From Publisher's Weekly
See's engrossing novel set
in remote 19th-century China details the deeply affecting story of lifelong, intimate friends (laotong, or "old sames") Lily
and Snow Flower, their imprisonment by rigid codes of conduct for women and their betrayal by pride and love. While granting
immediacy to Lily's voice, See (Flower Net) adroitly transmits historical background in graceful prose. Her in-depth research
into women's ceremonies and duties in China's rural interior brings fascinating revelations about arranged marriages, women's
inferior status in both their natal and married homes, and the Confucian proverbs and myriad superstitions that informed daily
life. Beginning with a detailed and heartbreaking description of Lily and her sisters' foot binding ("Only through pain will
you have beauty. Only through suffering will you have peace"), the story widens to a vivid portrait of family and village
life.
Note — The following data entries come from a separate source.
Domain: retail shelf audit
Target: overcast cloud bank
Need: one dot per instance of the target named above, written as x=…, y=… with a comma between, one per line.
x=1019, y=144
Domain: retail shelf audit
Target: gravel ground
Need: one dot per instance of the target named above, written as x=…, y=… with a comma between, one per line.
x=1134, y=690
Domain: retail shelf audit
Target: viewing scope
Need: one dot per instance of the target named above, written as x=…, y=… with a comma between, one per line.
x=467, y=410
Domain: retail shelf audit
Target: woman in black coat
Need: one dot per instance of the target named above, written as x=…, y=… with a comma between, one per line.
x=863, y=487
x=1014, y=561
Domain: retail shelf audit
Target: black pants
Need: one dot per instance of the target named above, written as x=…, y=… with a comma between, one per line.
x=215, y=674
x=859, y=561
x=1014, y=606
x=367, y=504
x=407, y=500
Most impressive is See's incorporation of nu shu, a secret written phonetic code among women—here between Lily
and Snow Flower—that dates back 1,000 years in the southwestern Hunan province ("My writing is soaked with the tears
of my heart,/ An invisible rebellion that no man can see"). As both a suspenseful and poignant story and an absorbing historical
chronicle, this novel has bestseller potential and should become a reading group favorite as well.